Dotsub is a digital resource that capitalizes on the power of subtitles. It is a browser-based, one-stop, self-contained system for creating and viewing video subtitles in multiple languages across all platforms, including Web-based, mobile devices, and transcription and video editing systems. It’s easy to use, there’s nothing to buy or download, and it’s fun. You can upload your videos, transcribe and time-caption them, translate them into and from any language, and share them with the world.

Dotsub enables students not only to watch videos with subtitles in various languages but also to create the subtitles. The videos are translated in either a totally open “wiki” type of environment or closed with password-protected permissions, allowing video “owners” to decide who can view, transcribe, or translate their videos.

4. MovieStarPlanet is a social Web site (blending elements of Facebook and YouTube) where children and teens work together with friends to create cartoons. Users practice and improve their English skills by creating cartoons in a fun and innovative environment. This virtual world for students has been developed in collaboration with researchers from the Danish University of Education and a number of Danish elementary school teachers. The Danish Ministry of Science, Technology, and Innovation has supported it financially, and MovieStarPlanet is part of a research and development project dedicated to games in education, entitled Serious Games for a Global Marketplace. MovieStarPlanet is also available in 16 different languages, including German, French, and Spanish.

5. Online translation tools also provide interesting opportunities for language acquisition. For example, a language learner can Tweet, post, chat, or write an article and use a translation tool to convert it to another language quickly. The learner must then figure out if the translation is accurate and revise it so that it is. This exercise has the added benefit of enabling the learner to connect with those who speak other languages and also to learn information from other cultural contexts. It is also useful to see language translated in real time.

Here are some examples of how to do this:

Visit Wikipedia in another language to learn about an historical event. Of course, the student will need to figure out first what that event is called in that language. For example, in Spain they refer to the Spanish-American War as “La guerra hispano-estadounidense.” A student can read about it in Spanish and can also translate it into English for instant tutoring assistance. By hovering over any passage learners can see it in their native or new language. Anyone using this tool can also contribute to better translations.
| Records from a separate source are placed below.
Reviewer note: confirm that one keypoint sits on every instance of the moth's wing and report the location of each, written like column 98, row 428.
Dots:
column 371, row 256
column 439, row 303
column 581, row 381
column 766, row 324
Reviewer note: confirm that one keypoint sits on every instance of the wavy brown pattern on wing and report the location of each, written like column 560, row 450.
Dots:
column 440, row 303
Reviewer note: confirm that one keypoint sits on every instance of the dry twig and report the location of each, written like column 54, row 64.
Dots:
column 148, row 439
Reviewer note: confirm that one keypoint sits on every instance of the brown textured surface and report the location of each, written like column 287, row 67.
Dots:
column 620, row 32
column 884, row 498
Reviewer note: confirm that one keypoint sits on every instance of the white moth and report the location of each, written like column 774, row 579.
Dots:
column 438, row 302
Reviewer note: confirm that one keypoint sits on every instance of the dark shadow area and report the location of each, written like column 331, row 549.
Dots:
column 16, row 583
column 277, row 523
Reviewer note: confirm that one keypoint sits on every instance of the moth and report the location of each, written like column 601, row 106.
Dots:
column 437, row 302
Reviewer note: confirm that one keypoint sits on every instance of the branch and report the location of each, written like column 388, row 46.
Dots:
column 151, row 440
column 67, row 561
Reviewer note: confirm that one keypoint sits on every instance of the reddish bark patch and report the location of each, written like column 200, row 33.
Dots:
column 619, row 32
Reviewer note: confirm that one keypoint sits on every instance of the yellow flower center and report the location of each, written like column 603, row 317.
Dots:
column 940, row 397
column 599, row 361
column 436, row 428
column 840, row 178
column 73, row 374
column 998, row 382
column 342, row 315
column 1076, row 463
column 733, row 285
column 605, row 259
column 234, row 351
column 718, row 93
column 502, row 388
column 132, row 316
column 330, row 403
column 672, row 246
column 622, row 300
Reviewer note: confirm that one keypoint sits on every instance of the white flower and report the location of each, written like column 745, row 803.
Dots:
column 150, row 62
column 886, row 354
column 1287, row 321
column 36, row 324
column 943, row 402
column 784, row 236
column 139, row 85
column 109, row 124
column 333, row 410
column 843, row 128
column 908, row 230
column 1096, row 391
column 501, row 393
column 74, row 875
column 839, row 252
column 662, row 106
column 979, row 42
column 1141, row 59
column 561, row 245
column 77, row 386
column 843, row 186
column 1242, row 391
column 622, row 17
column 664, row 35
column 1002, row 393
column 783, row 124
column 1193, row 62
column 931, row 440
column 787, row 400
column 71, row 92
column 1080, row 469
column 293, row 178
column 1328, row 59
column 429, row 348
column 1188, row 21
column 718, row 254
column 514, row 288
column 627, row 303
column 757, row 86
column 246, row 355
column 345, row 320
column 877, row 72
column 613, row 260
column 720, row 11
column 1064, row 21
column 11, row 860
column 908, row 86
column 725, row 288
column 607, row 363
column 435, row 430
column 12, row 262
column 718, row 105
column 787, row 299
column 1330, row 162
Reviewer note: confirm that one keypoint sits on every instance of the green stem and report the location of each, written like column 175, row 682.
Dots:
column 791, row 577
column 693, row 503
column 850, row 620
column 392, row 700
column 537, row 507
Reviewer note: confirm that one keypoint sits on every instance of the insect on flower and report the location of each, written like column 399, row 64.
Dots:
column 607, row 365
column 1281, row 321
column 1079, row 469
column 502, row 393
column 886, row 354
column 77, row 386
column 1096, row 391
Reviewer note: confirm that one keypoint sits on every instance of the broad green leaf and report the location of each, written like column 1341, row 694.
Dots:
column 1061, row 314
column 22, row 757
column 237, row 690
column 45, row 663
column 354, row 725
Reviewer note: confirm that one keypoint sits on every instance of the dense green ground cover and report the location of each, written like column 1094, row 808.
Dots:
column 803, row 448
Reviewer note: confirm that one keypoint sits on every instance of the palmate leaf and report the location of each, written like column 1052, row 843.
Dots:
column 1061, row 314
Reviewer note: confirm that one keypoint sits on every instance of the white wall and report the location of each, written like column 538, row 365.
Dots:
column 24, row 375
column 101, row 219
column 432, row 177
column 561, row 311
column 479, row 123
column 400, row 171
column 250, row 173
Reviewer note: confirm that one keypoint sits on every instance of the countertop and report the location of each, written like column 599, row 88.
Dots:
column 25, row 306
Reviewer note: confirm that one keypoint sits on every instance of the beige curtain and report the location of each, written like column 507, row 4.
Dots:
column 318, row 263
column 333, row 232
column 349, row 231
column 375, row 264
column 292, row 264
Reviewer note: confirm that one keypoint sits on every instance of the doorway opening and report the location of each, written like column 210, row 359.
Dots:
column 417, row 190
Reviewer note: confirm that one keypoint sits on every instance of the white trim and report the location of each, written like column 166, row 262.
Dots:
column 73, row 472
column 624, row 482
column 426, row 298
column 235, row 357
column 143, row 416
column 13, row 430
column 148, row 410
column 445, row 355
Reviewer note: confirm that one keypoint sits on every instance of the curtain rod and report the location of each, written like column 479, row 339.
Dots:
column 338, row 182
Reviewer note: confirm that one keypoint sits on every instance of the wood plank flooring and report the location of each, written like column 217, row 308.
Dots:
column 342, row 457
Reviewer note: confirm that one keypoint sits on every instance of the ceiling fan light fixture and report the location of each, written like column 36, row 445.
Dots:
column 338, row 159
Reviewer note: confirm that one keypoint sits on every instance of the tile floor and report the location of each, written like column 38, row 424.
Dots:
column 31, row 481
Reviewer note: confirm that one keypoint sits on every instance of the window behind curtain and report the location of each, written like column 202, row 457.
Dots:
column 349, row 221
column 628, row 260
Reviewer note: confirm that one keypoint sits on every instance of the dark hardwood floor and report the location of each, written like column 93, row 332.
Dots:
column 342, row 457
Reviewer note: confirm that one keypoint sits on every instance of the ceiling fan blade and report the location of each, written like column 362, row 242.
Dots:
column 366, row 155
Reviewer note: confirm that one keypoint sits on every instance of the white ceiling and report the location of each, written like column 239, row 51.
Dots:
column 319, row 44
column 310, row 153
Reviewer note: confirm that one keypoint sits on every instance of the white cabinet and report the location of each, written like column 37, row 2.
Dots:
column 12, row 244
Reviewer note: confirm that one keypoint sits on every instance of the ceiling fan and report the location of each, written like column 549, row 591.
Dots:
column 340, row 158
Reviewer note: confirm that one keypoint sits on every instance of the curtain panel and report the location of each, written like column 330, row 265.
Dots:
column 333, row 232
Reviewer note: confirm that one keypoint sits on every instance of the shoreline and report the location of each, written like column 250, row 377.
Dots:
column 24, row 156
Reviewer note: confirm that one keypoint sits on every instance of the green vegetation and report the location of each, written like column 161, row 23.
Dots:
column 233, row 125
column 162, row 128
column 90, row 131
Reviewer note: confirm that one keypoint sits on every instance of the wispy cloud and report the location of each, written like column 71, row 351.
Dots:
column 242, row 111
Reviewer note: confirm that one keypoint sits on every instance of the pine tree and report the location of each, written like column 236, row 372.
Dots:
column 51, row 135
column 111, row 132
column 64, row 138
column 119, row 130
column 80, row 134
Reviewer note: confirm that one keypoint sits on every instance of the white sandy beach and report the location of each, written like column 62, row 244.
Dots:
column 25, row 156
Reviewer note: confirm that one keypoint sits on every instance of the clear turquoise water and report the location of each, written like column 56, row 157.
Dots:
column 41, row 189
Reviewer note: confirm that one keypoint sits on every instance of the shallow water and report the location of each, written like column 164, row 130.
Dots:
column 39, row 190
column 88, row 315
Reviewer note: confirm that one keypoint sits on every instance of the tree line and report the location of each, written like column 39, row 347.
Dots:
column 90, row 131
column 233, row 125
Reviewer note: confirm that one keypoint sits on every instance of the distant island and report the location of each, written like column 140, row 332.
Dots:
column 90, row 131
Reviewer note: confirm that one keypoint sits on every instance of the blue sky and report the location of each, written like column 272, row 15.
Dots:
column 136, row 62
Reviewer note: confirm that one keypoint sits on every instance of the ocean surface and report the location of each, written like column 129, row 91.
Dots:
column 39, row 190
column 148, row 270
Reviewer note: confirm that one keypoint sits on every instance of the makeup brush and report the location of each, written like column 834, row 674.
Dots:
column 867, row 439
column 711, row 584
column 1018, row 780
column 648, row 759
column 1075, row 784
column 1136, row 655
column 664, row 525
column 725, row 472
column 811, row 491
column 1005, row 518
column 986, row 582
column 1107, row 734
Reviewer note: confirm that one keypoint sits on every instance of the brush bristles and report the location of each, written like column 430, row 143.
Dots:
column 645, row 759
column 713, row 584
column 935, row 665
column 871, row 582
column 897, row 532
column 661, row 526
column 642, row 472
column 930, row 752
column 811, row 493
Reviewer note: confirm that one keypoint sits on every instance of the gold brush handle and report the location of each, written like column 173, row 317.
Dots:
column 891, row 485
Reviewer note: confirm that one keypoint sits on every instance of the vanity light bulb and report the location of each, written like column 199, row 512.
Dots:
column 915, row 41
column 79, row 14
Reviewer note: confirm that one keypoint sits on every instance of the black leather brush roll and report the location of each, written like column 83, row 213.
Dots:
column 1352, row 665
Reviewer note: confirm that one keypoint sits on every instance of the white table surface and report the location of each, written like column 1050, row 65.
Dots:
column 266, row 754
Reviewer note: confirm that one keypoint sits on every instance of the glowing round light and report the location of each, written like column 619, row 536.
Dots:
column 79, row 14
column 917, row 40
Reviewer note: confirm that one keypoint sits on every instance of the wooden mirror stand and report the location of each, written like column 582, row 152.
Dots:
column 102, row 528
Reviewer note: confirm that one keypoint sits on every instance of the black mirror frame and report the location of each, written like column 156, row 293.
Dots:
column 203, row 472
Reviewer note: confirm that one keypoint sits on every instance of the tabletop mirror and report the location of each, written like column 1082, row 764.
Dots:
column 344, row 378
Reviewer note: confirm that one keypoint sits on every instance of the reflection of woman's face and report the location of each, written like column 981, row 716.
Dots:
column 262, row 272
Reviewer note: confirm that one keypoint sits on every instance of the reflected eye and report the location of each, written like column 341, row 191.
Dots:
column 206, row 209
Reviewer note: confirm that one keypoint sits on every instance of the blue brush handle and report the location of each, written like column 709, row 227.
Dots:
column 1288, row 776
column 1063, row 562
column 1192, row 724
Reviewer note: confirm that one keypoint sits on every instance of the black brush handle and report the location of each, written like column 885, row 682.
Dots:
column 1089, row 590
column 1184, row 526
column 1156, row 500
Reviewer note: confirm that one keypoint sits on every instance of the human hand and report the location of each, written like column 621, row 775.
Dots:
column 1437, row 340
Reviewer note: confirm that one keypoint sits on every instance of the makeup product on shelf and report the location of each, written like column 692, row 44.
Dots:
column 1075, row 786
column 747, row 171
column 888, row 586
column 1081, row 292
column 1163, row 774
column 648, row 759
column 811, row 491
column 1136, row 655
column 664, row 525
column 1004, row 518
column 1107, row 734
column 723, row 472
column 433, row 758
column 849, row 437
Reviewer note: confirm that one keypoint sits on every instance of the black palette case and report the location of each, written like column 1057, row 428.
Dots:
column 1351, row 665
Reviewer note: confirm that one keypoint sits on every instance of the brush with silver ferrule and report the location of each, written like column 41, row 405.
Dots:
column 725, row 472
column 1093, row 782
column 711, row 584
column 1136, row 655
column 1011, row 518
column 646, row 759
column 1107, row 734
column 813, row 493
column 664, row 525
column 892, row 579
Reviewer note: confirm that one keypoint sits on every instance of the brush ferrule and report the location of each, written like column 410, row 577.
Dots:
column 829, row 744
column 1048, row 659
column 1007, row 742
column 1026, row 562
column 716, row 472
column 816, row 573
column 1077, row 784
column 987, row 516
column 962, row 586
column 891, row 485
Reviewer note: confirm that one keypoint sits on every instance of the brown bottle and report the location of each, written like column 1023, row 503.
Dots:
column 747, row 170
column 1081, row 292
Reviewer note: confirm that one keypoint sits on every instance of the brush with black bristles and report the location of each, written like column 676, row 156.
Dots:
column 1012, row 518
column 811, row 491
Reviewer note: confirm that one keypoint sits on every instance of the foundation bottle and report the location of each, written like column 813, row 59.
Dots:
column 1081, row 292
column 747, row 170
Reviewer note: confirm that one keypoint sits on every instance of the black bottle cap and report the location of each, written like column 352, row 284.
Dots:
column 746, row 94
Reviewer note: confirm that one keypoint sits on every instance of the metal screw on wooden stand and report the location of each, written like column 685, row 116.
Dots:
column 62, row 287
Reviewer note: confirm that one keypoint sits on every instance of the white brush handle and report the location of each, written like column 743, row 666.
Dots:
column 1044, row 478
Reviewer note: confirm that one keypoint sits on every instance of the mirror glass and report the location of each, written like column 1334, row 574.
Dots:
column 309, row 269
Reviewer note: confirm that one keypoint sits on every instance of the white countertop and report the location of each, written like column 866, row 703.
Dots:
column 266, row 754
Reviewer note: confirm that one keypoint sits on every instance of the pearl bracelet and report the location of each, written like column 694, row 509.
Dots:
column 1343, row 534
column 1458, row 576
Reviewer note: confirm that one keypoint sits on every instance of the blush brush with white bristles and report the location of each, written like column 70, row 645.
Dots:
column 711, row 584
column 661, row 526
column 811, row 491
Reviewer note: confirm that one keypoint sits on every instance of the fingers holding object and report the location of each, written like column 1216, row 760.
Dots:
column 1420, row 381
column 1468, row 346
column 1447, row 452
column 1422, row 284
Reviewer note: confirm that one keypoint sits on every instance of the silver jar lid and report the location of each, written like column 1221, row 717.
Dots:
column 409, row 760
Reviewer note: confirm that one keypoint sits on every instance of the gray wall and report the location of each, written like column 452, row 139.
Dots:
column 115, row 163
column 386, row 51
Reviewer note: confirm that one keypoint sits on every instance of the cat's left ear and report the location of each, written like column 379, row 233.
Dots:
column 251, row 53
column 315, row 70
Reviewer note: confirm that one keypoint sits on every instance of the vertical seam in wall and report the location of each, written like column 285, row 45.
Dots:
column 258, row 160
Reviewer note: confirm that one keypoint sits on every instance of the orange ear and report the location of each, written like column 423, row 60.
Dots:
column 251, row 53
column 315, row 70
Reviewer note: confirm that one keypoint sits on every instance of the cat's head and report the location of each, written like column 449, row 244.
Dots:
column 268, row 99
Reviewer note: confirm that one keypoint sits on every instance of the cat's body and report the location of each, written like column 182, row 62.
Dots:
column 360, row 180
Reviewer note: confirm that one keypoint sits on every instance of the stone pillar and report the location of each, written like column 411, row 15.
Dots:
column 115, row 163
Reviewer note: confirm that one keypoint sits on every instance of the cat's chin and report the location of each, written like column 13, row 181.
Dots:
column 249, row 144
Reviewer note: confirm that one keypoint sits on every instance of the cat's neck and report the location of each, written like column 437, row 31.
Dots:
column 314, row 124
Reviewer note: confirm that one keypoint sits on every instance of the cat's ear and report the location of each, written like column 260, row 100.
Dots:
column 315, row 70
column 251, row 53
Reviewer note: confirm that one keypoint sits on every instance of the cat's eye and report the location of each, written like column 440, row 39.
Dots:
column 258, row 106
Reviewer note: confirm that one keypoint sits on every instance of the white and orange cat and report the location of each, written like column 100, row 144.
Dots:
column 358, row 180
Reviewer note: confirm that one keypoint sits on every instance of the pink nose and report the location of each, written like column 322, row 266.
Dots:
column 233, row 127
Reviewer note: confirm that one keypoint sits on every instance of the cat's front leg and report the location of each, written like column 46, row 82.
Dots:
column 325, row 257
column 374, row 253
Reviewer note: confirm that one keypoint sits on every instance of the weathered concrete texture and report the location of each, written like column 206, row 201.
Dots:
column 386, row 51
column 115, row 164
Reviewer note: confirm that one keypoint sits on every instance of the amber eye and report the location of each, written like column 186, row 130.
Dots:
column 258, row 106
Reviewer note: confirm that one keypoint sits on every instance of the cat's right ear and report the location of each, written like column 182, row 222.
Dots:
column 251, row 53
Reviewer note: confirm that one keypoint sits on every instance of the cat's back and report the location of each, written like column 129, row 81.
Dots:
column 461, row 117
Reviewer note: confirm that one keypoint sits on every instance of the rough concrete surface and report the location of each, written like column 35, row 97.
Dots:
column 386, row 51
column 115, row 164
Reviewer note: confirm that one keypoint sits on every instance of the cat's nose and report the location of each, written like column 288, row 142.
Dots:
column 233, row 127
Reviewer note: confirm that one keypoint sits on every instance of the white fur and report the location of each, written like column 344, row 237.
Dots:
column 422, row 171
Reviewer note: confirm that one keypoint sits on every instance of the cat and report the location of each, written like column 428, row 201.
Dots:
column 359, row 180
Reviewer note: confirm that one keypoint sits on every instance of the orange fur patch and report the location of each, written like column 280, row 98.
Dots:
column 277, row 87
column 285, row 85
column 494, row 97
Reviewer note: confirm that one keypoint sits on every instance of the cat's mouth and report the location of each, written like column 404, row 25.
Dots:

I used translation tools to communicate with Arif Hidayat. Arif was working on his English, and using translation tools to communicate with me via chat helped to improve his English. We used Google Docs to write a collaborative article. I provided guidance and support on proper use of English, and in the end we created something we could share with the world.

I’ve also had the pleasure of chatting with parents of students who speak different languages, using Google Translate. Not only does this tool provide live translation, but it will also speak the language.

Technology provides amazing ways for us to acquire new languages and to communicate with and understand people from other countries. The possibilities are exciting. Which of these resources have you tried, or might you try, with your students? What have you found to be effective, or what do you feel would help your students get excited about learning a new language?